Crise faz arrecadação cair 3,13%

CELIA PERRONE
A retração da economia não tem poupado os cofres do governo. Em julho, a Receita Federal registrou o quarto mês consecutivo de queda na arrecadação. O total recolhido em impostos e contribuições — R$ 104,868 bilhões — teve queda real (descontada a inflação) de 3,13% em comparação com o mesmo mês no ano passado. Foi o pior desempenho para o mês desde 2010. De janeiro a julho, o total alcançou R$ 712,076 bilhões, um recuo de 2,91% em relação ao mesmo período de 2014 e também o resultado mais fraco em cinco anos.

O chefe do Centro de Estudos Tributários e Aduaneiros da Receita Federal, Claudemir Malaquias, disse que o resultado foi provocado por uma conjugação de fatores, todos eles vinculados ao clima recessivo da economia. “A forte desaceleração da atividade econômica impactou muito severamente a receita tributária”, resumiu. Fabio Klein, analista de finanças públicas da Tendências Consultoria, observou que o resultado veio melhor que os R$ 103,9 bilhões esperados pelo mercado, mas salientou que “a trajetória de queda das receitas continua com o mesmo movimento inercial dos meses anteriores”.

Com o Imposto de Renda Pessoa Jurídica (IRPJ) e a Contribuição Social sobre Lucro Líquido, a Receita arrecadou R$ 119, 74 bilhões de janeiro a julho.
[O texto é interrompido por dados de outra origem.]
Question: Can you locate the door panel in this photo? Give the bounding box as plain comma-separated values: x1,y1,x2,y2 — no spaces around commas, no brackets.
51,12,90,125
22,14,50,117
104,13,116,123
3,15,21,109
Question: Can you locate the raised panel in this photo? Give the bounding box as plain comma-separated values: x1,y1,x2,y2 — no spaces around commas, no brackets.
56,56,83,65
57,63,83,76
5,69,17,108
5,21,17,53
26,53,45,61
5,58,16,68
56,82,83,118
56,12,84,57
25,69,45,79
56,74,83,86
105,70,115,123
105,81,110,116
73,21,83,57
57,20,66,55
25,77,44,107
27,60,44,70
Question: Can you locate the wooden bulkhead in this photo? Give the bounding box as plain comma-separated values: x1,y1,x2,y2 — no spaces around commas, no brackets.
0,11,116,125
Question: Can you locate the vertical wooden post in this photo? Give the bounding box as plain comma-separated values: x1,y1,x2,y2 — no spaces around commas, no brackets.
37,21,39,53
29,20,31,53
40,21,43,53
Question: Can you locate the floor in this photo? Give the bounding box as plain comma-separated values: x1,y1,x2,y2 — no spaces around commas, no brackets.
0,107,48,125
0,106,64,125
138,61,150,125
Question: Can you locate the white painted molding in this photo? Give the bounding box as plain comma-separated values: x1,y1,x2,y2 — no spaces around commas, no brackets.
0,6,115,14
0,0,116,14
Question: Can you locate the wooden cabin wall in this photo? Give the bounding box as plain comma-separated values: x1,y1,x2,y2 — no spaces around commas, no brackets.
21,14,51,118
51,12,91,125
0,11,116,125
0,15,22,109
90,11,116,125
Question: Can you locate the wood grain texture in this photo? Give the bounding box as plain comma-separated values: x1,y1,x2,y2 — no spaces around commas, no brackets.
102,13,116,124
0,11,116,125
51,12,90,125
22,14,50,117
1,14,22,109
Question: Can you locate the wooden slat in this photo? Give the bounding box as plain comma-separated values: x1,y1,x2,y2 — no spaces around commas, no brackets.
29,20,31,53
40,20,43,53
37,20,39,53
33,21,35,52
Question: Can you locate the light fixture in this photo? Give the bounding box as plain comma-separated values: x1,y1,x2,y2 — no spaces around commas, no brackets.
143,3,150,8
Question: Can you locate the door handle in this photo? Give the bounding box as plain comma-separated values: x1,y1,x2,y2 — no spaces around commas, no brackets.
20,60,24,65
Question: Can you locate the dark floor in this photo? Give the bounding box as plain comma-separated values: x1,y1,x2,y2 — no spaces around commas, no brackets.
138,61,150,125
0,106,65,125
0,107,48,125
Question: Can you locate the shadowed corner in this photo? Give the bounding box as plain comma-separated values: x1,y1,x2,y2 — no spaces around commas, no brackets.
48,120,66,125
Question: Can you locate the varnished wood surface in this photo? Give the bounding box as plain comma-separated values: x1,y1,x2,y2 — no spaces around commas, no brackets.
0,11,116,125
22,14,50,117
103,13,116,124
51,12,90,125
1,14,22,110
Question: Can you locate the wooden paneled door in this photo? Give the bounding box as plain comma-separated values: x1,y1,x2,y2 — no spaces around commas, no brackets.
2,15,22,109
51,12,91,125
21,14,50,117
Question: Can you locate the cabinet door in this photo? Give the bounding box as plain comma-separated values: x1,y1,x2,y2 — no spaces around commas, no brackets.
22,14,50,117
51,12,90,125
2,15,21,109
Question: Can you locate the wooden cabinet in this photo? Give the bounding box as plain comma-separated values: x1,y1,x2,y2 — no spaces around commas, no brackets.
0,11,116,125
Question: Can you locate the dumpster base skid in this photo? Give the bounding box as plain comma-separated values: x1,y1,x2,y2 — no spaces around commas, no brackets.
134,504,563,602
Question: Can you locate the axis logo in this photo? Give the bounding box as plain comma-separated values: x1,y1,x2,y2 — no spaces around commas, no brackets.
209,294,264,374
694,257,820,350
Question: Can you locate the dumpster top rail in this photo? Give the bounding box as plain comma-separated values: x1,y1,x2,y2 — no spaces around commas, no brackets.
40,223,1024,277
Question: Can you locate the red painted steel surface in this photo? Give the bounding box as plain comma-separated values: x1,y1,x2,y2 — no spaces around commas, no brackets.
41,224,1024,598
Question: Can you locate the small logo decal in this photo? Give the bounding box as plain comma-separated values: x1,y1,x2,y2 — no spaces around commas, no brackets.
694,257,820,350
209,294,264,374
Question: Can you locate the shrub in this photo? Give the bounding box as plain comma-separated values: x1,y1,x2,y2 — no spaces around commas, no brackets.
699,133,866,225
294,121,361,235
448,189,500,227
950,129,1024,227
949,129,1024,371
Isso representou uma queda de 9,51% na comparação com o mesmo período do ano passado. “Isso quer dizer que as empresas estão tendo lucros menores e revisando para baixo os tributos”, disse Malaquias.

Mesmo assim, ele observou que os resultados não foram surpresa para o governo. “Esse resultado já era esperado, com queda de IR, Imposto sobre Produtos Industrializados (IPI) e contribuição previdenciária” , afirmou. No caso dos recolhimentos ao INSS, que tiveram queda de 3,65% nos primeiros sete meses do ano, a redução foi provocada pela redução da massa salarial, devido à onda de demissões que assola, sobretudo, a indústria e a construção civil.

Multa da Petrobras
Os números poderiam ter sido ainda mais desfavoráveis, não fossem as receita extraordinárias obtidas pelo governo neste ano. Em julho, houve um reforço inesperado de R$ 2,333 bilhões, dos quais R$ 1,2 bilhão vieram de multa paga pela Petrobras, que desistiu de uma ação tributária que movia contra o Fisco no Conselho Administrativo de Recursos Fiscais ( Carf). O restante foi obtido por meio de sentenças judiciais, sendo que apenas uma empresa pagou R$ 645 milhões. O coordenador de Previsão e Análise da Receita, Raimundo Eloi, disse que “a empresa encerrou a disputa e entrou no parcelamento de débitos”. Neste ano, as receitas extraordinárias já somam R$ 10 bilhões.

O professor Fernando Zilvetti, especialista em tributação e finanças públicas da Fundação Getulio Vargas (FGV/SP), avaliou que muitas empresas que encerraram litígios tributários podem estar sendo alvo de alguma das operações da Polícia Federal, como a Zelotes ( que investiga processos do Carf) ou a Lava-Jato. “Para evitar algum problema maior ou mesmo serem acusadas de envolvimento, pagam o débito antes que eles venham a ser julgados”, disse.

Na opinião do professor, essa é uma das únicas formas de aumento de arrecadação este ano. “No geral, a receita tributária tende a decrescer mesmo, se não entrar receita de concessões e privatizações, ou do ProRelit (o programa de redução de litígios tributários), além da tributação sobre recursos repatriados do exterior. Essa última medida, se for aprovada pelo Congresso é muito positiva. Se isso não acontecer, a vaca vai para o brejo”, sentenciou.